Paris - Manchester City coach Roberto Mancini has continued his open feud with Carlos Tevez, saying the striker behaved in a manner unworthy of a great player when he refused to warm up during a Champions League game against Bayern Munich.
Tevez has not played for the club since the incident more than two months ago, and his City career is all but over.
"Tevez behaved stupidly in the way a player shouldn't, especially a great player," Mancini said on Monday in an interview with sports daily L'Equipe. "I was really angry. Because I was not expecting that from him. I always had excellent relations with him."
City suspended Tevez for two weeks and fined him a fortnight's wages on September 27.
Mancini was stunned when Tevez sat glumly on the bench and ignored instructions to warm up in the second half of the match against Bayern Munich that City lost 2-0.
"That's the first time I've seen that in such an important match when there was 40 minutes left to play," Mancini said. "It's happened before that players have refused to come on, but only when there was only a few minutes left to play."

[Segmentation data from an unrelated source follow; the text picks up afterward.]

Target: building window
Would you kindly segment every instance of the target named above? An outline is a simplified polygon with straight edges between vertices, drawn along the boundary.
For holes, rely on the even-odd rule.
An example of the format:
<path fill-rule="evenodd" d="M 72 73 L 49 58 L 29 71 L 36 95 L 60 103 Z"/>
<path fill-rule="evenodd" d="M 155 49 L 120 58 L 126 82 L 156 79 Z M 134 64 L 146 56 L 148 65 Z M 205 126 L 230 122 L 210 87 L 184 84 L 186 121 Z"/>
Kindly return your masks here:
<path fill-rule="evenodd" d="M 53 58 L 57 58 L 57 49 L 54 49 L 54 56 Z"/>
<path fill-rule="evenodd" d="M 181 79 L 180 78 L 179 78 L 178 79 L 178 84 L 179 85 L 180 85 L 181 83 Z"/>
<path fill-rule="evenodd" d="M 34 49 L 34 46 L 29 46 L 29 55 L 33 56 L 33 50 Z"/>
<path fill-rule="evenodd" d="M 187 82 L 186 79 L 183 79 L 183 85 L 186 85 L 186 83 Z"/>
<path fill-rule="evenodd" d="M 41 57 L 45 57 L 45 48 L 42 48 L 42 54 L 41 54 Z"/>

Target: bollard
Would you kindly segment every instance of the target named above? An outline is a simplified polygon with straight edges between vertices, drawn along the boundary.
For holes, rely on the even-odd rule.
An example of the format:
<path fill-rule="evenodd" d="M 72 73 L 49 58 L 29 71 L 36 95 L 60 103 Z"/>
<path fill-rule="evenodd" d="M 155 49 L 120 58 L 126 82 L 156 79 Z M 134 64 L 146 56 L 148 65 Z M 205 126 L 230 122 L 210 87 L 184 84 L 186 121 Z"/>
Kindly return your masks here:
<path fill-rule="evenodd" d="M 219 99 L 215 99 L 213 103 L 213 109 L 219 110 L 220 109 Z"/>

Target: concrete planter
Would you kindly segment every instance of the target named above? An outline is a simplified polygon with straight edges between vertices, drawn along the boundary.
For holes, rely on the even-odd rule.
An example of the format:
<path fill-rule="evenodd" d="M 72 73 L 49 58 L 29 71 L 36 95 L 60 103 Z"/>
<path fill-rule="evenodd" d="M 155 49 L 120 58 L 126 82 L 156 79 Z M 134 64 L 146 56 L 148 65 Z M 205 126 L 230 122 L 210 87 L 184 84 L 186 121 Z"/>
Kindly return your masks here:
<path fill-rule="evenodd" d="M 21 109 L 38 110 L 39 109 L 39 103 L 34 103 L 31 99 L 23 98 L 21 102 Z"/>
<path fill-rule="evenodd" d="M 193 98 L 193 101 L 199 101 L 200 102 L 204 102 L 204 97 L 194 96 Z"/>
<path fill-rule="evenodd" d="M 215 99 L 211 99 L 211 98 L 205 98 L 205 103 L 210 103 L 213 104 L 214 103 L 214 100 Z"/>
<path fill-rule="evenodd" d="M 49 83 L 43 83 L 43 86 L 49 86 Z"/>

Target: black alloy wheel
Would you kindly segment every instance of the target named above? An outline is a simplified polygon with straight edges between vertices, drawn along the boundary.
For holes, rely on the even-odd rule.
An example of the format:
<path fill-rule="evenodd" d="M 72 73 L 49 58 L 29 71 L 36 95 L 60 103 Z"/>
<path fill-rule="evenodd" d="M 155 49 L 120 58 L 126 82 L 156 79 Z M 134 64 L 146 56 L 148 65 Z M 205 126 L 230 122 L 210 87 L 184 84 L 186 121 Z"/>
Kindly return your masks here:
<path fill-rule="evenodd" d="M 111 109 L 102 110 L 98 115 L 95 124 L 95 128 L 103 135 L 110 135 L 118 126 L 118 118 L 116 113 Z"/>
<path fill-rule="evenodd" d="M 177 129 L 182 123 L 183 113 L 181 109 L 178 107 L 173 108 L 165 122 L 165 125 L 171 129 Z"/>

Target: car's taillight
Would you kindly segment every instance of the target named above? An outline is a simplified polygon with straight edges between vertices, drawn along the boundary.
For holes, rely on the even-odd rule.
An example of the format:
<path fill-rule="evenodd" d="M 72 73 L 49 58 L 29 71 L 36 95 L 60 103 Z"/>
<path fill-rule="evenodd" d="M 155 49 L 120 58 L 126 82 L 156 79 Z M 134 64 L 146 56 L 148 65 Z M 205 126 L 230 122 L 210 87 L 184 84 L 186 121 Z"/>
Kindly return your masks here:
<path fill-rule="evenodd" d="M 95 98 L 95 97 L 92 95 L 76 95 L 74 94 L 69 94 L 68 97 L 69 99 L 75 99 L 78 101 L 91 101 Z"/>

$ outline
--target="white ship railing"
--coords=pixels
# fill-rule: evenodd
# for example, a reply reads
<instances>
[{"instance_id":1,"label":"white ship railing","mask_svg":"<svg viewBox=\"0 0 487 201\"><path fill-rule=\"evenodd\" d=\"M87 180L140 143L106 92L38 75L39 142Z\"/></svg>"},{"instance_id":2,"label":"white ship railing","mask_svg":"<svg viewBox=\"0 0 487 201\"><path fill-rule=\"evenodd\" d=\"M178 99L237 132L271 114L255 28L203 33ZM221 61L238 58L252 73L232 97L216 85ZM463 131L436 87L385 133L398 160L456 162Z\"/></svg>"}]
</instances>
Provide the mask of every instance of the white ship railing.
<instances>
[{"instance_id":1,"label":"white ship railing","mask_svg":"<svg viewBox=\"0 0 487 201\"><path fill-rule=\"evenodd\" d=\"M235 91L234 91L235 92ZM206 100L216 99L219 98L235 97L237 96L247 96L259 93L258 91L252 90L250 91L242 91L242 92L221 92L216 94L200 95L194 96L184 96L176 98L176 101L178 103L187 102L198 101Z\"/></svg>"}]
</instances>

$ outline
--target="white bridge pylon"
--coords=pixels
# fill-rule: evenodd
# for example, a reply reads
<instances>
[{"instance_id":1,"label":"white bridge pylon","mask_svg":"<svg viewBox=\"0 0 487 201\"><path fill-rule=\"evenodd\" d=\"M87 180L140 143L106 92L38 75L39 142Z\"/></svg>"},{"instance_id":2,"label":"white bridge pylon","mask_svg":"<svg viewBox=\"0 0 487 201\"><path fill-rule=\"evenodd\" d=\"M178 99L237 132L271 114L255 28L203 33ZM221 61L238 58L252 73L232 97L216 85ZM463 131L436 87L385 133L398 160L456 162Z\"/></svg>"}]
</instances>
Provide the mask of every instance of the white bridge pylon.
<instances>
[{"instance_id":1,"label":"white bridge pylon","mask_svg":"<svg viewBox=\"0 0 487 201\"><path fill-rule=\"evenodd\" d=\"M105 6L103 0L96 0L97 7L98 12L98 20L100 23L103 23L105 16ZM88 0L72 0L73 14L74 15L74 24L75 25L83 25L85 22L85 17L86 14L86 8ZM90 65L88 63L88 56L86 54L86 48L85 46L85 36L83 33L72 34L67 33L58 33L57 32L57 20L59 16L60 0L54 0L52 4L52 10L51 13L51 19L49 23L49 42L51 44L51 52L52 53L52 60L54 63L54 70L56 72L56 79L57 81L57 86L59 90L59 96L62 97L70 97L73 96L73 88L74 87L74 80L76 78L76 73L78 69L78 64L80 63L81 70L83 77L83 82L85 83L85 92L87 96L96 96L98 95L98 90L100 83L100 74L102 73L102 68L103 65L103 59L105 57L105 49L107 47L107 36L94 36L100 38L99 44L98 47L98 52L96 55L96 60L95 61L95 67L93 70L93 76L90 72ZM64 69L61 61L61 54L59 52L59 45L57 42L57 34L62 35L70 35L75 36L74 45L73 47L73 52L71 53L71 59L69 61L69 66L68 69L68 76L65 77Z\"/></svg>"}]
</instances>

An internal disciplinary hearing found Tevez guilty of five breaches of contract, including bringing the club into disrepute and failing to follow the instructions of his manager.
"You can always get things wrong, but you only realise it afterward. (But) In Tevez's case, I did nothing for him to behave in this way," Mancini said. "Ten days after what happened in Munich, I invited him to come to my place to talk. I told him that, if he apologised to me, to the club, to the team, he could come back into the squad.
"I would have forgiven him. But he replied that he didn't have to apologise to anyone."
Tevez compounded the situation by flying to his native Argentina during November's international break without the club's permission.
Tevez's last appearance for City was in a League Cup match against Birmingham on September 21, and he has recently been linked with a loan move to Italian giants AC Milan.
Mancini added that Tevez may be badly advised by his entourage.
"He's a good lad, in spite of his recent behaviour. But maybe he does not have the people around him to give him the right advice."